Spring requiem : the heroine and the mermaid.


Hélas, même si peu de temps s’était passé entre vos confrontations avec les brigands et la dernière transmission avec leur chef, ce dernier s’impatientait. Certains de ses hommes ne répondaient plus à l’appel et ne faisaient plus de rapports de situation, raison pour laquelle il s’impatientait. Restant en retrait, tu n’apprenais pas grande chose, mais tu avais au moins pu te sortir du doute lorsque les derniers sbires restants dans le hall commentèrent au patron qu’ils allaient eux-mêmes se charger des richous, disant que ça avait été une très bonne idée de venir dans la clinique et essayer d’extorquer de l’argent aux bourges – textuellement. C’est après quelques tapes amicales, entre eux, et des rires gras, que deux des hommes partirent pour aller voir ce qui se passait. Tous les deux parlaient de ce qu’ils allaient faire de l’argent : ils ne semblaient pas avoir vraiment besoin d’argent puisqu’ils parlaient de trivialités, voyages, luxes et drogues. D’ailleurs, l’un d’entre eux disait simplement vouloir se payer la plus grosse et vieille bouteille de scotch qu’il trouvera sur le marché avant de prendre sa retraite anticipée aux Bahamas – puisqu’il disait qu’il n’aurait plus à bosser de toute sa vie.

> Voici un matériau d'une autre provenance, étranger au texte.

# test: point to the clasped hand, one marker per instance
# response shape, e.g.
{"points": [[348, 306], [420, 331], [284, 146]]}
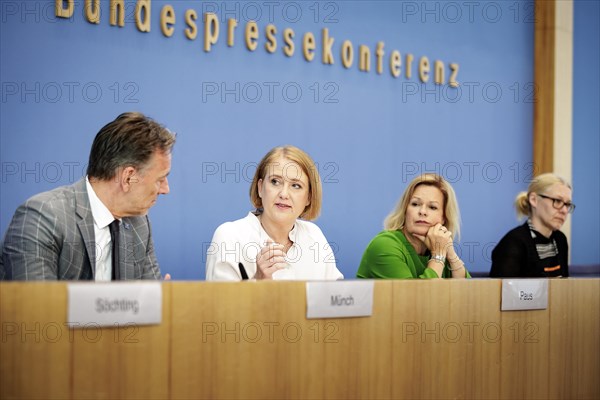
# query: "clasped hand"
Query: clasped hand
{"points": [[270, 259]]}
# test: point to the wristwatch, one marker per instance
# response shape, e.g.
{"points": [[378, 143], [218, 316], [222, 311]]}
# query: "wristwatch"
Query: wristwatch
{"points": [[438, 258]]}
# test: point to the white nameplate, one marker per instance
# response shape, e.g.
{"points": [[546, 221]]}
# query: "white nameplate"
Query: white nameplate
{"points": [[524, 294], [339, 299], [110, 304]]}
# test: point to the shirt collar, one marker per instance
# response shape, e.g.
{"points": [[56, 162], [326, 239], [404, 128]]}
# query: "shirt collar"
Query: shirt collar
{"points": [[102, 216], [263, 234]]}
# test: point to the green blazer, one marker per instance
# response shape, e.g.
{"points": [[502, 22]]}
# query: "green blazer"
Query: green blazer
{"points": [[391, 256]]}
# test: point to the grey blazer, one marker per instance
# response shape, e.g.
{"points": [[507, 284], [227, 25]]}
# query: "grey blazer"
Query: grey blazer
{"points": [[51, 236]]}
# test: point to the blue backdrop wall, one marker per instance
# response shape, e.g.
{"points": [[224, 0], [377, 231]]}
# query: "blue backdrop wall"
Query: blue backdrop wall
{"points": [[63, 79]]}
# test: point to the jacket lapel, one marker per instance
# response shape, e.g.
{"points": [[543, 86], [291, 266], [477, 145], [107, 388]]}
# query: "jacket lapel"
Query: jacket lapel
{"points": [[85, 222]]}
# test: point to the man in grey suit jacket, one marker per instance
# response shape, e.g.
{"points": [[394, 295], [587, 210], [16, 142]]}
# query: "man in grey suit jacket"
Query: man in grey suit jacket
{"points": [[64, 233]]}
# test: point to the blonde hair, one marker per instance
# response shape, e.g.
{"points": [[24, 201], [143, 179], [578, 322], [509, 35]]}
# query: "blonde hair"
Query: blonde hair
{"points": [[397, 217], [298, 156], [539, 184]]}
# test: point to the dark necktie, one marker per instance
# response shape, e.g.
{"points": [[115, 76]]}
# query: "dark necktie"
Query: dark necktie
{"points": [[114, 237]]}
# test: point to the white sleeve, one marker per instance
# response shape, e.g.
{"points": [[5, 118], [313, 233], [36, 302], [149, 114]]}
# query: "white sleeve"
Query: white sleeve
{"points": [[330, 265], [220, 266]]}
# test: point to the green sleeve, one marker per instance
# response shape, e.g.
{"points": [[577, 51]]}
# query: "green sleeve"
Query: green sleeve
{"points": [[386, 257]]}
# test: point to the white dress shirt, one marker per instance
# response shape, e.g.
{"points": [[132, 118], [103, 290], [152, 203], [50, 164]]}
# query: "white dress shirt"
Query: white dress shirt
{"points": [[102, 218], [309, 258]]}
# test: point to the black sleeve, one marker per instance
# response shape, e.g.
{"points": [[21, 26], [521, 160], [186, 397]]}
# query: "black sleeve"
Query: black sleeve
{"points": [[508, 257]]}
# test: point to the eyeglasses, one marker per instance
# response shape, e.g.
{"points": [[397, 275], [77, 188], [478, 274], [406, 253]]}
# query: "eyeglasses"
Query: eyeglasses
{"points": [[558, 203]]}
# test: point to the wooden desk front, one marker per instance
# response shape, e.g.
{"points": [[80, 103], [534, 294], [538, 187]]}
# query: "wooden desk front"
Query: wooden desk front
{"points": [[426, 339]]}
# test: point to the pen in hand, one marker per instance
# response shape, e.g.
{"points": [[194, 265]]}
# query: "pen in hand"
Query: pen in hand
{"points": [[243, 271]]}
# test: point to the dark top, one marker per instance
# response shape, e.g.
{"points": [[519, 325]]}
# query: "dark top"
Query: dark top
{"points": [[516, 255]]}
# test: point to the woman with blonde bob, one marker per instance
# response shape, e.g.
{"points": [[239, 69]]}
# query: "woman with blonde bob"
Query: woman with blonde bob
{"points": [[537, 248], [276, 241], [418, 240]]}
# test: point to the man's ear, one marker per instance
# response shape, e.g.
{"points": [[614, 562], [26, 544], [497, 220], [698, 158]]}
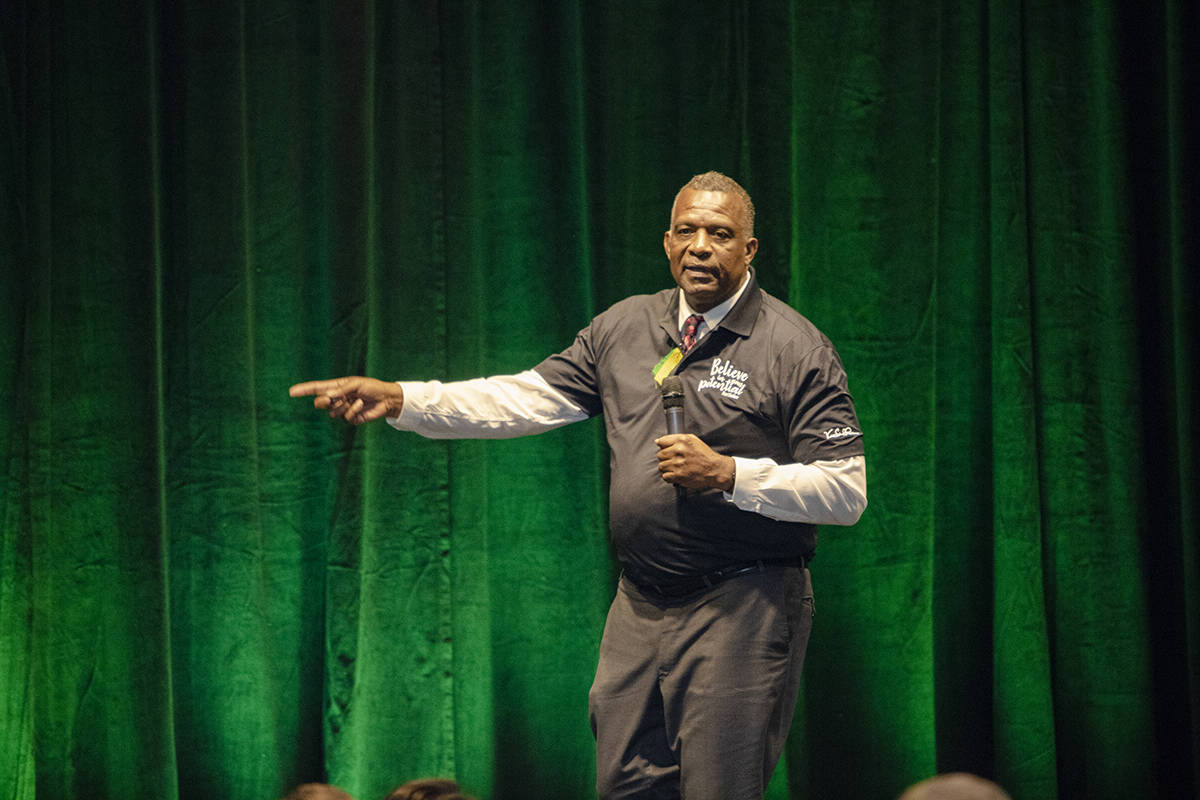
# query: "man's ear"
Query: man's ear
{"points": [[751, 248]]}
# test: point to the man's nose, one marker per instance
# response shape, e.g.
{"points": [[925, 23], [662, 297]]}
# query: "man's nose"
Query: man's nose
{"points": [[701, 245]]}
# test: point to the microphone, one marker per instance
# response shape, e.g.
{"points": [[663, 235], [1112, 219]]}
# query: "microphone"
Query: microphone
{"points": [[672, 404]]}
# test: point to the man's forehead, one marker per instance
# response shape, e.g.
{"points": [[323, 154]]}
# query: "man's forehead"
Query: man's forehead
{"points": [[706, 203]]}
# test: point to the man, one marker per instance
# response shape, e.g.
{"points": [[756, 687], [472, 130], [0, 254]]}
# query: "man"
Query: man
{"points": [[701, 655]]}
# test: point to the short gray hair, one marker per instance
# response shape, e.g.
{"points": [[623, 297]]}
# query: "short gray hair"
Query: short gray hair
{"points": [[712, 181]]}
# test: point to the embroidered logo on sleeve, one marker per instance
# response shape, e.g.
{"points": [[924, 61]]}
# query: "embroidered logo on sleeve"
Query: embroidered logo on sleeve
{"points": [[725, 378]]}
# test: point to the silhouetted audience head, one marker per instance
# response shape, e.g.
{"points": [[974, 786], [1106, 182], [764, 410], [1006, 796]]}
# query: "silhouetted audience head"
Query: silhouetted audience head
{"points": [[955, 786], [430, 788], [317, 792]]}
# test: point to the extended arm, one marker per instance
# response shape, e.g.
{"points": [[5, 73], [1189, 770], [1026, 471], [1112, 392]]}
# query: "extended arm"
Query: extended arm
{"points": [[823, 492]]}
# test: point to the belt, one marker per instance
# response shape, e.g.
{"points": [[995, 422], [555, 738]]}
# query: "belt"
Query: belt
{"points": [[685, 585]]}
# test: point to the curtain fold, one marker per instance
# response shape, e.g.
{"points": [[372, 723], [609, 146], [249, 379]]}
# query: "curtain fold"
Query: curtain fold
{"points": [[208, 588]]}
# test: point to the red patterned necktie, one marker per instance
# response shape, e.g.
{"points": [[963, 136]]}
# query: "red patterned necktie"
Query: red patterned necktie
{"points": [[690, 326]]}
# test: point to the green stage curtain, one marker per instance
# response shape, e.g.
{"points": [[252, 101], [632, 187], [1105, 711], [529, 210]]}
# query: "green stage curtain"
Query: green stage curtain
{"points": [[209, 589]]}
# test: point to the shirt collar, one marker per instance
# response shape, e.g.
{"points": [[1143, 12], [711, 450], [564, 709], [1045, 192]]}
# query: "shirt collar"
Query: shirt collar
{"points": [[714, 316]]}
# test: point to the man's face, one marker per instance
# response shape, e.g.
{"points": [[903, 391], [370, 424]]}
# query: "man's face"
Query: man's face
{"points": [[708, 246]]}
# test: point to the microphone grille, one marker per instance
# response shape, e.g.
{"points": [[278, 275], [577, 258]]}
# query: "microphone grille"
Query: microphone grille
{"points": [[672, 392]]}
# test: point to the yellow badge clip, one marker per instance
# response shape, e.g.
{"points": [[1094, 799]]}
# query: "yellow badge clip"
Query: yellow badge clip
{"points": [[667, 365]]}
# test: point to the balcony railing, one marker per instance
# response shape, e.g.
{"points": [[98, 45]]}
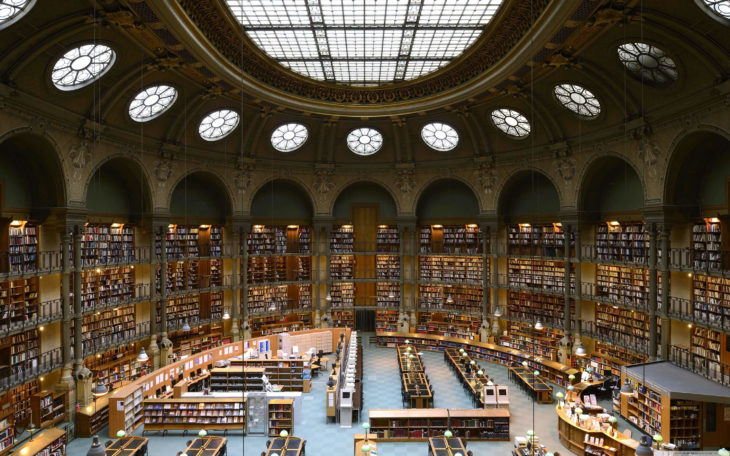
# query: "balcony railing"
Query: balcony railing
{"points": [[713, 370]]}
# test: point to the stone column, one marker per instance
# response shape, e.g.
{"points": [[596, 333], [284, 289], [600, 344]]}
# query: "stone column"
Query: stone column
{"points": [[666, 325], [652, 293], [82, 375]]}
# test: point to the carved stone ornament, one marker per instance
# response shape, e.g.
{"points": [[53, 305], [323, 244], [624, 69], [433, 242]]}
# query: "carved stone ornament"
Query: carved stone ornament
{"points": [[486, 176], [406, 181], [565, 164], [80, 155], [163, 170], [323, 181]]}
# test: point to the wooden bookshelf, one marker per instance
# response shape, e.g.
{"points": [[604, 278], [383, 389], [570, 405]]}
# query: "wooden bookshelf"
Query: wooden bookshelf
{"points": [[531, 307], [707, 245], [19, 301], [104, 286], [48, 408], [451, 239], [49, 443], [281, 416], [622, 241], [387, 239], [711, 298], [625, 284], [449, 325], [547, 240], [386, 320], [551, 371], [19, 353], [105, 243], [108, 326], [22, 246], [212, 413], [279, 239], [527, 339], [90, 420], [420, 424], [436, 297], [539, 274], [451, 269]]}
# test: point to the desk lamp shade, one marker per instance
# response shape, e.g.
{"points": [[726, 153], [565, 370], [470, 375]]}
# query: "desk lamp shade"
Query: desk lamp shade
{"points": [[96, 448], [644, 448]]}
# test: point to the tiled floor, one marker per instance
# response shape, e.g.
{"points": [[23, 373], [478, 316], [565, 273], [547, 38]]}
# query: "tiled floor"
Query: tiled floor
{"points": [[382, 391]]}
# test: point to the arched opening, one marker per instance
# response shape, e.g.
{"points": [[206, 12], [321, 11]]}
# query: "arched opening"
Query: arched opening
{"points": [[118, 188], [31, 176], [698, 175], [610, 186], [200, 197], [364, 194], [281, 199], [529, 196], [447, 199]]}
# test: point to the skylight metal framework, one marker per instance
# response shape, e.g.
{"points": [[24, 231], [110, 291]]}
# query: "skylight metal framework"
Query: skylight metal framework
{"points": [[363, 42]]}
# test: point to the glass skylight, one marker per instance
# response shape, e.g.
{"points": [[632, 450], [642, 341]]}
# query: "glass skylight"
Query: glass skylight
{"points": [[578, 99], [12, 10], [719, 7], [363, 42], [218, 124], [152, 102], [289, 137], [440, 136], [81, 66], [364, 141], [648, 62], [512, 122]]}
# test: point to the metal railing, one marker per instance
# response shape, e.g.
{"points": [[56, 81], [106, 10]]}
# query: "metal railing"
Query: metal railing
{"points": [[712, 370], [48, 361]]}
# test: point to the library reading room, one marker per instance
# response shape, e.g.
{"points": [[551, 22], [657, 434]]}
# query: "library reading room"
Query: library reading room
{"points": [[364, 227]]}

Afin d’éviter les embrouilles, s’il se passait vraiment quelque chose, le binôme décida de ne pas se séparer et se rendre aux trois emplacements où se trouvaient leurs collègues par ordre de proximité. Le plus proche étant le couloir où tu avais laissé leurs collègues inconscients. Inquiets et n’étant pas très futés, ils se séparèrent. Entendant du bruit et des coups, l’un devait prévenir le patron et l’autre courir en direction de la réserve médicale où une autre personne avait décidé de prendre des mesures. Le premier ne donna jamais le signal et le deuxième était sur le point de regretter son stupidité – ou bien son excès de confiance.

Aussi silencieusement que possible, tu suivis cet individu.
Alors que le brigand en question comptait entrer en fracas, arme en main, pour voir ce qui se passait, tu fonças sur lui et le bousculas brusquement – tu l’avais plaqué, en fait, et il s’était cogné la tête contre l’encadrement de la porte avant de tomber par terre. Les vibrations sur la surface de la porte et le sol, quand l’homme inconscient tomba, t’aidèrent à entrevoir ce qu’il y avait derrière cette porte : ce qui semblait être une jeune, femme ou un jeune homme de faible carrure, prêt(e) à attaquer quiconque daignerait d’entrer et deux autres types assommés.

Quand tu avais sondé les lieux, tu n’avais vu personne de sa carrure, raison pour laquelle tu supposais que c’était quelqu’un de con camp. Même si, par prudence, tu n’allais pas entrer directement : soit cette personne pouvait essayer de frapper, croyant que tu étais avec eux, soit elle pouvait être une infiltrée qui se joint aux autres en cours d’opération. De plus, elle portait la même cagoule que toi, sûrement celle qui manquait à l’une des fripouilles que tu avais cogné au début. Quoi que...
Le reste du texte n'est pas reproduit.